Aborted fetal cells aren’t present in these vaccines. A fetal cell line was used to produce the Johnson & Johnson vaccine, and the Pfizer and Moderna vaccines used a fetal cell line only early in testing, according to the article. That’s not unusual in modern medicine. Several common drugs – including Tylenol, Tums, Maalox and Pepto Bismol – are developed using fetal cell lines.

“A concern about the possible use of fetal cells to develop vaccines is not, by itself, sufficient grounds to grant an exemption,” WSU spokesman Phil Weiler said in the article.

Weiler told Schrotenboer that an approved exemption can be overridden in some cases if the person’s job puts them in close contact with the public – in other words, if the unvaccinated individual cannot perform his or her duties effectively while keeping the public safe.

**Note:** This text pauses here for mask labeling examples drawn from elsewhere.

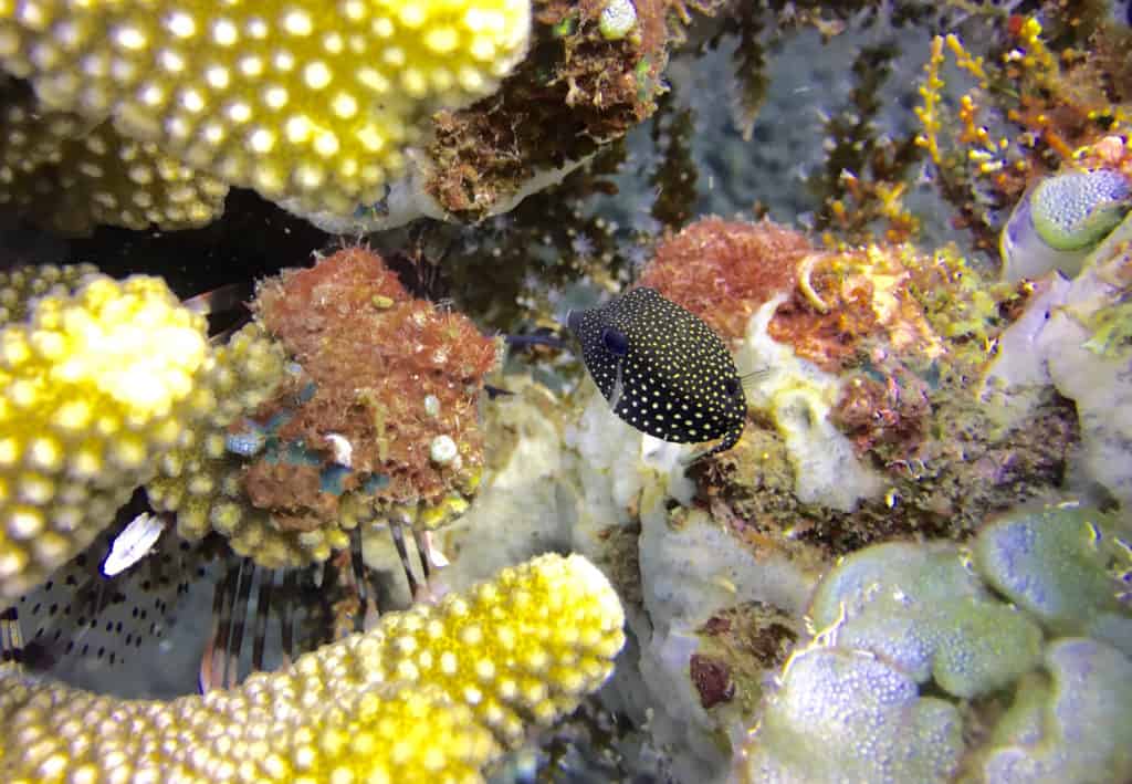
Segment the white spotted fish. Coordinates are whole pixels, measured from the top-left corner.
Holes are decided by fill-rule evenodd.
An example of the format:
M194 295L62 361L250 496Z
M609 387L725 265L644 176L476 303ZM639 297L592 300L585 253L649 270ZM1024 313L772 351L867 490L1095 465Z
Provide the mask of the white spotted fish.
M681 444L723 440L700 458L739 441L743 381L723 341L696 315L637 288L602 307L572 310L568 324L601 394L633 427Z

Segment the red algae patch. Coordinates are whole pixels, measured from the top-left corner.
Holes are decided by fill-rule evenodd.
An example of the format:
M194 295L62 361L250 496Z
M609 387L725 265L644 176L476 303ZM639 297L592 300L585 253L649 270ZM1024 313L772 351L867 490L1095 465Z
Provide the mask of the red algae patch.
M249 467L256 506L302 529L352 491L378 504L435 504L474 486L483 449L477 403L497 353L469 318L414 299L361 247L264 282L254 308L301 368L257 412L261 421L284 412L277 436L301 454ZM310 454L320 458L314 467ZM327 489L334 466L348 470Z
M794 290L798 263L813 252L805 235L769 220L705 218L657 247L641 284L737 339L760 305Z
M838 372L883 339L904 350L934 340L903 288L900 248L834 252L770 220L706 218L667 238L641 284L660 291L729 340L746 334L752 314L780 297L771 338ZM928 347L928 356L936 348Z

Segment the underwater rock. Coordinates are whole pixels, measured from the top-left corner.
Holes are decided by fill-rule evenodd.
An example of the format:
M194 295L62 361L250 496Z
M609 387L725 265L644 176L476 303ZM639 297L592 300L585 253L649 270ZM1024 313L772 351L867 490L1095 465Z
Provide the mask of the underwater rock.
M1002 335L987 368L983 400L1004 426L1023 424L1034 414L1041 387L1053 386L1073 401L1081 424L1081 449L1071 475L1082 492L1101 485L1125 506L1132 505L1132 375L1125 341L1092 342L1106 317L1126 319L1122 309L1132 283L1126 264L1132 216L1092 250L1072 281L1050 275Z
M830 420L844 381L770 336L769 325L782 301L777 297L755 312L736 352L740 372L765 369L747 392L748 404L765 411L778 427L794 466L798 500L849 512L860 500L883 492L884 480Z

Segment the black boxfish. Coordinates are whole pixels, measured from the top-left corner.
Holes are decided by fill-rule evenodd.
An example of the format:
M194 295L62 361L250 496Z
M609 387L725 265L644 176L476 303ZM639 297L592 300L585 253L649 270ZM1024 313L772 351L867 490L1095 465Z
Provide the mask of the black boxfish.
M695 314L642 287L572 310L567 321L618 417L663 441L723 438L696 459L739 441L747 418L743 381L727 346Z

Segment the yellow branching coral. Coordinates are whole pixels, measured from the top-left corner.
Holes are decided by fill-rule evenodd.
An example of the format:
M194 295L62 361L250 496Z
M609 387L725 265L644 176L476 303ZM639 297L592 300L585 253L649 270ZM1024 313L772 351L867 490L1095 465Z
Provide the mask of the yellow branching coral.
M0 0L0 62L50 109L350 215L432 109L492 90L529 27L528 0Z
M624 613L543 555L232 691L127 701L0 668L7 782L468 782L612 671Z
M44 111L23 85L0 88L0 204L67 235L100 224L188 229L223 212L224 182L154 144L122 138L109 121Z
M88 279L0 333L0 602L94 538L213 395L204 317L157 278Z

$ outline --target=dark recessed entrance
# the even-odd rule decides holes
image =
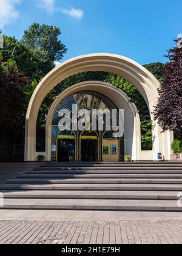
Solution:
[[[81,140],[81,160],[82,162],[98,161],[97,140]]]
[[[74,146],[75,152],[75,140],[59,139],[58,140],[58,162],[69,162],[68,157],[68,145],[71,143]],[[75,154],[74,160],[75,160]]]

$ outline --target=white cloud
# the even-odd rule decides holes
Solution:
[[[0,0],[1,1],[1,0]],[[62,13],[66,14],[70,17],[77,20],[80,20],[84,15],[83,10],[69,8],[65,9],[61,7],[56,6],[56,0],[37,0],[37,6],[39,8],[46,10],[49,13],[53,13],[55,12],[61,12]]]
[[[53,13],[55,10],[55,0],[39,0],[37,6]]]
[[[55,65],[56,66],[58,66],[59,64],[60,64],[60,62],[55,62]]]
[[[67,15],[78,20],[81,19],[84,15],[83,10],[75,9],[74,8],[71,8],[70,9],[62,9],[61,12],[63,13],[67,14]]]
[[[19,16],[16,5],[21,0],[0,0],[0,29]]]

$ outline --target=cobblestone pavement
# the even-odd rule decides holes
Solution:
[[[181,221],[0,221],[1,244],[181,244]]]

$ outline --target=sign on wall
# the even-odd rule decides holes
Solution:
[[[109,155],[109,147],[103,147],[103,155]]]
[[[52,144],[52,152],[56,152],[56,143],[53,143]]]
[[[117,145],[116,144],[111,145],[110,154],[117,155]]]

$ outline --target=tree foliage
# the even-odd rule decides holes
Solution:
[[[46,54],[52,62],[59,61],[67,52],[66,46],[59,40],[59,27],[33,23],[24,31],[21,40],[24,45]]]
[[[163,81],[163,73],[165,68],[165,64],[160,62],[155,62],[150,64],[146,64],[144,67],[149,70],[161,83]]]
[[[106,81],[126,93],[131,102],[136,105],[141,121],[141,150],[152,150],[152,121],[148,107],[143,97],[131,83],[117,75],[110,74]]]
[[[163,73],[154,115],[163,132],[173,130],[182,138],[182,47],[170,49],[166,57],[170,62]]]
[[[22,124],[25,112],[25,96],[22,87],[29,83],[23,73],[12,62],[0,62],[0,130],[1,134],[7,130],[15,130]]]

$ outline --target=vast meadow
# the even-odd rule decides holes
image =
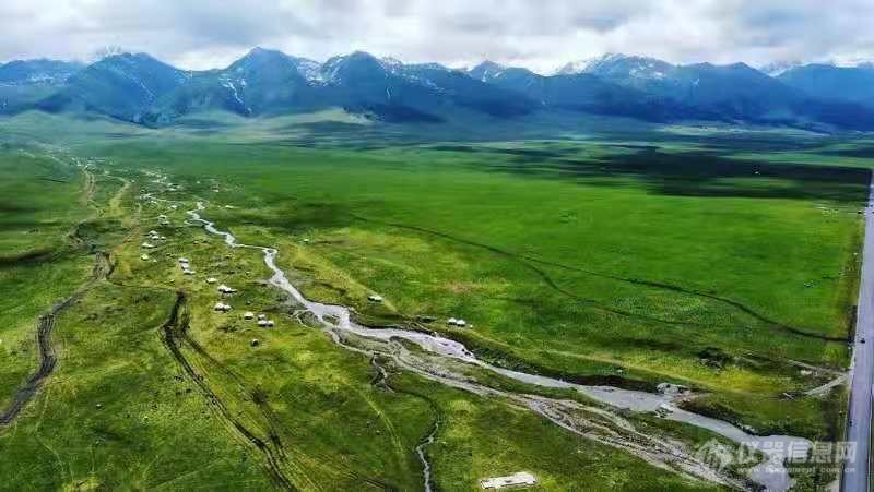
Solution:
[[[437,490],[519,470],[542,490],[714,487],[345,350],[265,281],[259,251],[186,223],[198,202],[366,326],[587,385],[678,384],[684,408],[753,434],[840,439],[847,392],[816,388],[850,363],[869,142],[599,121],[547,137],[339,113],[184,123],[0,120],[0,411],[39,368],[38,319],[72,297],[54,372],[0,428],[13,489],[418,490],[425,463]],[[165,239],[146,250],[151,229]],[[231,313],[213,311],[210,276],[239,290]],[[623,416],[688,448],[714,436]]]

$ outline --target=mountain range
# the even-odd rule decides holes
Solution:
[[[145,53],[92,64],[0,64],[2,113],[85,111],[166,125],[204,110],[270,117],[332,107],[389,122],[556,112],[867,131],[874,130],[874,68],[788,63],[756,70],[612,53],[543,75],[489,61],[459,70],[361,51],[320,63],[263,48],[206,71],[180,70]]]

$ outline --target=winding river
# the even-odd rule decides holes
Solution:
[[[323,304],[305,298],[288,281],[285,273],[276,266],[279,251],[275,248],[237,242],[234,235],[218,230],[214,223],[204,219],[200,215],[204,209],[203,203],[198,202],[197,209],[189,211],[187,214],[191,217],[192,223],[200,224],[208,232],[224,238],[224,242],[231,248],[260,250],[263,253],[264,264],[273,273],[270,284],[287,292],[303,307],[298,314],[309,314],[315,317],[324,332],[343,348],[370,357],[380,355],[391,358],[399,367],[448,386],[479,395],[503,397],[519,407],[541,415],[570,432],[630,452],[659,468],[732,488],[746,489],[748,484],[725,473],[721,466],[713,463],[712,456],[699,456],[702,453],[690,453],[686,448],[687,446],[678,442],[638,432],[630,421],[616,412],[578,401],[499,391],[476,382],[469,370],[473,370],[474,373],[477,370],[488,371],[520,383],[544,388],[572,389],[613,409],[658,412],[668,420],[707,429],[734,443],[751,446],[761,452],[767,459],[749,468],[748,479],[770,491],[782,492],[792,487],[792,479],[783,464],[788,449],[791,449],[793,455],[800,453],[803,456],[812,445],[805,439],[789,435],[752,435],[729,422],[683,410],[677,406],[678,395],[671,392],[653,394],[612,386],[587,386],[542,375],[510,371],[477,359],[464,345],[437,334],[363,326],[352,320],[350,308]],[[413,352],[404,344],[399,343],[400,340],[412,344],[420,350]],[[424,464],[424,488],[430,490],[430,467],[423,448],[424,446],[417,447],[416,452]]]

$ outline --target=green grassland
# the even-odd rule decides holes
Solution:
[[[307,297],[368,325],[437,331],[496,364],[583,383],[684,384],[701,395],[689,408],[757,433],[840,435],[846,393],[803,392],[849,363],[864,141],[651,129],[425,139],[330,113],[176,132],[80,122],[54,142],[60,158],[28,144],[48,140],[40,125],[71,124],[57,118],[2,123],[0,404],[38,365],[39,313],[82,288],[95,253],[114,269],[61,314],[56,372],[0,430],[13,488],[417,490],[414,448],[435,421],[439,490],[522,469],[543,490],[707,487],[500,400],[404,372],[375,385],[371,361],[259,281],[259,252],[137,201],[143,171],[181,185],[165,199],[206,202],[243,242],[276,245]],[[71,156],[99,160],[83,170]],[[142,261],[160,213],[167,241]],[[181,275],[180,255],[198,275]],[[240,289],[235,311],[211,311],[208,275]],[[277,327],[244,322],[248,309]],[[693,445],[711,437],[630,418]]]

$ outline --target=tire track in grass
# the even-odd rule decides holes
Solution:
[[[182,301],[179,301],[179,298],[182,298]],[[307,482],[307,489],[309,490],[319,490],[319,485],[314,482],[306,471],[298,465],[296,465],[293,460],[288,459],[288,453],[286,451],[285,444],[282,441],[283,434],[283,427],[282,422],[280,421],[279,417],[275,415],[272,408],[267,400],[265,395],[260,392],[259,389],[250,391],[246,386],[245,381],[243,377],[237,374],[236,372],[232,371],[227,368],[223,362],[215,359],[211,353],[209,353],[203,346],[201,346],[197,340],[194,340],[189,331],[188,331],[188,315],[184,312],[184,305],[186,300],[186,296],[182,292],[177,292],[177,302],[181,302],[179,308],[175,308],[176,312],[176,321],[173,323],[165,324],[162,326],[162,339],[170,350],[174,358],[182,365],[182,369],[189,374],[189,376],[194,381],[198,387],[201,389],[201,393],[206,397],[208,401],[216,407],[218,410],[220,416],[231,424],[231,427],[237,431],[244,439],[249,441],[259,452],[261,452],[265,459],[267,459],[267,468],[271,475],[271,478],[282,488],[286,490],[297,490],[297,488],[292,483],[292,480],[284,475],[283,467],[291,468],[297,476],[299,476],[303,480]],[[180,314],[181,312],[181,314]],[[170,320],[173,320],[174,314],[172,313]],[[172,337],[169,339],[170,344],[168,345],[167,335]],[[258,412],[261,415],[263,420],[267,423],[267,440],[258,437],[251,429],[248,429],[240,422],[238,419],[233,417],[233,413],[227,408],[226,404],[222,401],[217,394],[209,386],[206,379],[203,374],[199,374],[194,369],[192,361],[185,358],[185,355],[181,352],[181,346],[185,345],[186,347],[190,348],[194,351],[199,357],[203,358],[205,361],[210,363],[211,367],[214,367],[216,370],[224,373],[227,377],[234,381],[237,388],[246,398],[251,398],[255,406],[258,408]],[[181,357],[184,361],[180,361],[179,358]],[[326,463],[334,463],[335,459],[330,456],[317,456],[321,458]],[[350,480],[357,480],[363,483],[370,484],[373,487],[377,487],[383,490],[392,490],[393,487],[382,482],[378,479],[369,478],[362,476],[355,471],[349,469],[336,469],[331,468],[331,471],[338,473],[339,476],[345,477]],[[287,482],[287,483],[286,483]],[[292,489],[287,489],[285,485],[291,485]]]
[[[231,425],[243,439],[249,442],[263,456],[263,463],[267,468],[268,475],[273,482],[282,490],[297,491],[297,488],[292,483],[291,479],[285,475],[282,469],[282,459],[271,446],[255,435],[246,425],[237,420],[232,411],[227,408],[224,401],[213,392],[206,380],[200,375],[191,362],[182,353],[181,345],[185,341],[180,334],[184,333],[188,324],[188,313],[185,312],[187,299],[184,292],[176,293],[176,302],[170,311],[169,319],[164,325],[161,326],[161,340],[170,352],[176,362],[181,365],[182,370],[188,374],[191,381],[198,386],[200,392],[206,398],[208,403],[218,412],[222,419]]]
[[[472,240],[469,240],[469,239],[459,238],[459,237],[456,237],[456,236],[452,236],[452,235],[449,235],[449,233],[446,233],[446,232],[428,229],[428,228],[425,228],[425,227],[410,226],[410,225],[405,225],[405,224],[399,224],[399,223],[391,223],[391,221],[386,221],[386,220],[373,219],[373,218],[364,217],[364,216],[357,215],[357,214],[351,214],[351,215],[352,215],[353,218],[355,218],[357,220],[365,221],[365,223],[379,224],[379,225],[382,225],[382,226],[397,227],[399,229],[408,229],[408,230],[413,230],[413,231],[421,232],[421,233],[436,236],[436,237],[444,238],[444,239],[447,239],[447,240],[450,240],[450,241],[453,241],[453,242],[459,242],[459,243],[466,244],[466,245],[470,245],[470,247],[484,249],[484,250],[489,251],[489,252],[492,252],[494,254],[508,257],[510,260],[516,261],[518,264],[524,266],[525,268],[528,268],[532,273],[536,274],[553,290],[555,290],[555,291],[566,296],[566,297],[570,297],[572,299],[576,299],[577,301],[587,303],[587,304],[589,304],[589,305],[591,305],[591,307],[593,307],[595,309],[599,309],[599,310],[602,310],[602,311],[606,311],[606,312],[610,312],[610,313],[613,313],[613,314],[617,314],[617,315],[621,315],[621,316],[633,317],[633,319],[637,319],[637,320],[641,320],[641,321],[650,321],[650,322],[656,322],[656,323],[662,323],[662,324],[668,324],[668,325],[707,326],[707,327],[713,327],[714,326],[712,324],[683,322],[683,321],[672,321],[672,320],[663,320],[663,319],[660,319],[660,317],[646,316],[646,315],[642,315],[642,314],[637,314],[637,313],[633,313],[633,312],[629,312],[629,311],[618,310],[618,309],[615,309],[615,308],[611,308],[611,307],[601,304],[601,303],[599,303],[598,301],[595,301],[593,299],[582,298],[582,297],[580,297],[580,296],[578,296],[578,295],[576,295],[576,293],[574,293],[574,292],[560,287],[552,277],[550,277],[550,275],[546,272],[544,272],[542,268],[539,268],[538,266],[533,265],[533,263],[536,263],[536,264],[540,264],[540,265],[545,265],[545,266],[552,266],[552,267],[565,269],[565,271],[568,271],[568,272],[580,273],[580,274],[589,275],[589,276],[593,276],[593,277],[606,278],[606,279],[611,279],[611,280],[616,280],[616,281],[622,281],[622,283],[627,283],[627,284],[633,284],[633,285],[640,285],[640,286],[646,286],[646,287],[652,287],[652,288],[663,289],[663,290],[668,290],[668,291],[673,291],[673,292],[685,293],[685,295],[689,295],[689,296],[701,297],[701,298],[705,298],[705,299],[710,299],[710,300],[713,300],[713,301],[721,302],[721,303],[724,303],[727,305],[730,305],[730,307],[732,307],[734,309],[737,309],[741,312],[749,315],[751,317],[754,317],[755,320],[757,320],[757,321],[759,321],[761,323],[767,324],[768,326],[770,326],[772,328],[777,328],[779,331],[783,331],[783,332],[791,333],[793,335],[798,335],[798,336],[802,336],[802,337],[806,337],[806,338],[815,338],[815,339],[819,339],[819,340],[823,340],[823,341],[834,341],[834,343],[847,343],[847,340],[849,339],[848,337],[838,337],[838,336],[829,336],[829,335],[822,335],[822,334],[817,334],[817,333],[812,333],[812,332],[807,332],[807,331],[802,329],[802,328],[798,328],[795,326],[790,326],[790,325],[787,325],[787,324],[783,324],[783,323],[779,323],[779,322],[777,322],[775,320],[771,320],[770,317],[768,317],[768,316],[755,311],[754,309],[752,309],[752,308],[749,308],[749,307],[747,307],[747,305],[745,305],[745,304],[743,304],[743,303],[741,303],[739,301],[735,301],[735,300],[729,299],[729,298],[724,298],[724,297],[721,297],[721,296],[717,296],[714,293],[702,292],[702,291],[694,290],[694,289],[687,289],[685,287],[681,287],[681,286],[676,286],[676,285],[672,285],[672,284],[666,284],[666,283],[661,283],[661,281],[646,280],[646,279],[638,279],[638,278],[629,278],[629,277],[621,277],[621,276],[616,276],[616,275],[604,274],[604,273],[601,273],[601,272],[594,272],[594,271],[590,271],[590,269],[586,269],[586,268],[565,265],[565,264],[562,264],[562,263],[551,262],[551,261],[547,261],[547,260],[541,260],[541,259],[536,259],[536,257],[533,257],[533,256],[528,256],[528,255],[524,255],[524,254],[513,253],[513,252],[510,252],[510,251],[507,251],[507,250],[503,250],[500,248],[496,248],[496,247],[493,247],[493,245],[489,245],[489,244],[484,244],[484,243],[472,241]],[[724,326],[724,327],[732,327],[732,326]]]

According to Wilner, Rolovich would still have the option to get vaccinated by Oct. 18 if his exemption request is denied. If he does decide to follow that course, he will have to either take unpaid leave or vacation time until he is fully vaccinated – meaning, two weeks removed from his final shot.

Rolovich said in July that he is not opposed to vaccinations, but he’s kept mum on why he has decided not to receive this vaccine, and has not been transparent about the route he’ll take concerning the mandate.

He’s the only coach in major college football to announce that he will not get vaccinated. He is the only unvaccinated Pac-12 coach.

“Rolo is Rolo, and he is who he is because of the person he was,” Jones said. “He was a quarterback, kind of his own guy, a leader. He’s been that way as a coach. He believes that he doesn’t need to take it and doesn’t want to take it, and he doesn’t want somebody telling him what to do. But like I said, to me, there’s just too much at stake.”

The Cougar fan base has been divided for the past couple of months, and debate online is frequent. WSU’s program has received only one commitment from a prep player since Rolovich’s announcement July 21.